Bradford details the current energy climate and the negative effects it has on the planet, effects that will cause energy markets to cease being as profitable as they once were. Although he debunks the myth that we will someday run out of fossil fuel, he does bring attention to the possibility of waning reserves. He also points out the polluting effects from more than a century’s worth of coal burning. But for the most part, he avoids playing up the predicted energy crises.
“It’s one of those things I like to talk about but have to be careful around when I’m pitching the business economic inevitability [of solar energy], because it gets into some fuzzier issues that capital markets don’t usually like to think about,” he tells me.
The “economic inevitability” of solar power is where Bradford spends most of his time in the book.
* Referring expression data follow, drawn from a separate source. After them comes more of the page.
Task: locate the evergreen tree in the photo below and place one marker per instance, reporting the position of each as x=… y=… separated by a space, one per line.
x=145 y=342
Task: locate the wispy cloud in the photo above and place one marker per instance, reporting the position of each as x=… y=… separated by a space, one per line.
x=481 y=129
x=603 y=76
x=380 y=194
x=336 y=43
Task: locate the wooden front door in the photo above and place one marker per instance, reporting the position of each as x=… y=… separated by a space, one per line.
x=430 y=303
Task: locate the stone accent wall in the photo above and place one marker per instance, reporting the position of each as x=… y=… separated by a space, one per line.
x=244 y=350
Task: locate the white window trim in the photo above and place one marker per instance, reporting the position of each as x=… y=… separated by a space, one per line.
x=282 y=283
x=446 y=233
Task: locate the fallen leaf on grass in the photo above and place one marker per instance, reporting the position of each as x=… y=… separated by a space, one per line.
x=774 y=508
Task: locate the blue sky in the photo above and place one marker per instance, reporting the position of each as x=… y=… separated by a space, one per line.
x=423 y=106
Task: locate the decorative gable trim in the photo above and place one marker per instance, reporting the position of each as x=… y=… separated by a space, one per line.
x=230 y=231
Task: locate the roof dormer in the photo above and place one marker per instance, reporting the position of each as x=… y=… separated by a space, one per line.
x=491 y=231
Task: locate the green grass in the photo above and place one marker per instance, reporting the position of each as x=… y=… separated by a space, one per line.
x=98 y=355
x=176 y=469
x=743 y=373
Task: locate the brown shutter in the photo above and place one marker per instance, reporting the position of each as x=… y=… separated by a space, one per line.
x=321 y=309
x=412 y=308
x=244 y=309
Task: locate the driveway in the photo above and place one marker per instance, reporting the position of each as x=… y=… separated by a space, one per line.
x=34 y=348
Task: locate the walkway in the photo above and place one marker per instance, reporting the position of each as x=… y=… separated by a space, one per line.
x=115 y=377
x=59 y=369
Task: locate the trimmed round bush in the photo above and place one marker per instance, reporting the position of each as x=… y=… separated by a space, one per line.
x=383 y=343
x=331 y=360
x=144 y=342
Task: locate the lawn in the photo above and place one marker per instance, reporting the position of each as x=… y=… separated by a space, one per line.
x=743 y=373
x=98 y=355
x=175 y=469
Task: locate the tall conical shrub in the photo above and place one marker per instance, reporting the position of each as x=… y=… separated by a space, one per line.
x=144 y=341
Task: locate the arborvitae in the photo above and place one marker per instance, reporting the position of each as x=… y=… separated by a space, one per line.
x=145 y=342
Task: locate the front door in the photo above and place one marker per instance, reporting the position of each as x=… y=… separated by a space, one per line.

Simply stated, he believes that energy prices will continue to rise to a point where it is more cost-effective for both businesses and homeowners to spend an extra amount of money on sun gathering equipment and enjoy cheaper energy from an astronomical resource that is not scheduled to burn out for another five billion years.
According to the U.S. Department of Energy’s website, if solar panels covered nine percent of Nevada, they would be capable of generating enough electricity to power the entire country, for a year.
The question that usually surfaces when faced with this information is one that always makes Bradford chuckle.
“My girlfriend is from Finland, and she’s always asking me, ‘What about the paper mills in Finland?’”
Finland, like many other countries in the upper northern hemisphere, experiences a phenomenon known as polar night, meaning the sun doesn’t come up during certain seasons, often for periods lasting longer than 24 hours.
Not all locations would be prime for solar energy gathering, but that’s no burr in the solar saddle, according to Bradford. He sees the sunnier portions of the globe, such as the Sahara desert, as solutions to the dilemma of solar availability.
The Trans-Mediterranean Renewable Energy Cooperation (TREC) has developed a plan to place large solar collectors in the Sahara, and then funnel enormous amounts of energy across the Mediterranean Sea. This will create the potential to power nearly the entire European Union, plus the Middle East and parts of North Africa. The amount of desert space required? Less than 0.3 percent, according to TREC.
“It was Buckminster Fuller who said ‘Tie all the grids together,’” remembers Bradford. This connectivity is a major banking point for him in arguing the economical goodness of solar.
The book is very freshly out, and the energy community has yet to really take note of his theories. Currently, promoting his book and the “inevitability” of solar energy is a full-time job for Bradford.
“We’re certainly finding a tremendous of support and appreciation but we haven’t yet translated that into cash,” he says with a grin.
Randall Ellis, professor of economics at Boston University, was unfamiliar with Bradford’s book, but has his doubts about the future prevalence of solar power.
“Whether it will be a dominant force in the future of energy remains to be seen,” Ellis says. “Nuclear power is still a contender,” he adds.
Gary Schmitz, spokesperson for the National Renewable Energy Laboratory (NREL), had similar apprehension.
“I don’t think anybody [at NREL] is predicting it’s going to be the cheapest form of energy,” Schmitz says. “However, we do believe it will be cost competitive.”
It remains to be seen whether or not the energy community at large will embrace Bradford’s predictions.
“You may buy the thesis or you may not but if you get involved and you’re right, the opportunities are vast. If you don’t believe it and you’re wrong, you will have missed the opportunity of a generation.”
Confident words from Bradford, a former market player, now fully invested in renewable energy. And as he shows me his solar bag, capable of charging his phone and laptop, it is impossible not to imagine a future where a majority of our energy is derived from the oldest fire in our star system.